Of note, the value of DBS testing for HCV extends beyond LMICs. Because the routes of transmission of HCV in developed countries include injection drug use and, among men who have sex with men, violent anal sex, the use of DBS may become an invaluable tool for HCV testing in treatment centers for illicit drug [11] and alcohol use, in sexual health clinics, and in prisons, where the risk of acute infection and the prevalence of chronic infection are high. In these environments, access to phlebotomy and frequent problems with venous access make it difficult to rely on conventional venous blood testing, and recent publications indicate that the uptake of HCV testing has been increased by the use of DBS.
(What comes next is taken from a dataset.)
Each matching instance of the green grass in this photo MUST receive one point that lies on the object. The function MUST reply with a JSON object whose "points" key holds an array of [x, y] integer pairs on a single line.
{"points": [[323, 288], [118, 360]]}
Although DBS were useful for estimating viral load, viral genotyping could only be achieved for 84.5% of samples in the study by Soulier et al study, and it would be reasonable to expect lower rates of successful genotyping in the real world. Does this matter? Probably not. Currently, sofosbuvir-based regimens can be considered to have pangenotypic coverage, albeit with slightly less efficacy against HCV genotype 3. Admittedly, the Abbvie regimen (ombitasvir/paritaprevir/ritonavir and dasabuvir) is only effective against HCV genotypes 1 and 4. Nevertheless, future all-oral regimens are expected to be pangenotypic, making the requirement for genotype testing obsolete.

With limited reservations, DBS collection provides a solution to one of the practical barriers to HCV treatment access in LMICs. Simplification of drug regimens and pangenotypic antiviral drugs should reduce the level of clinical expertise required to deploy therapy. Generic pricing agreements for HCV drugs are already being negotiated. Perhaps it is time for optimism around access to HCV treatment.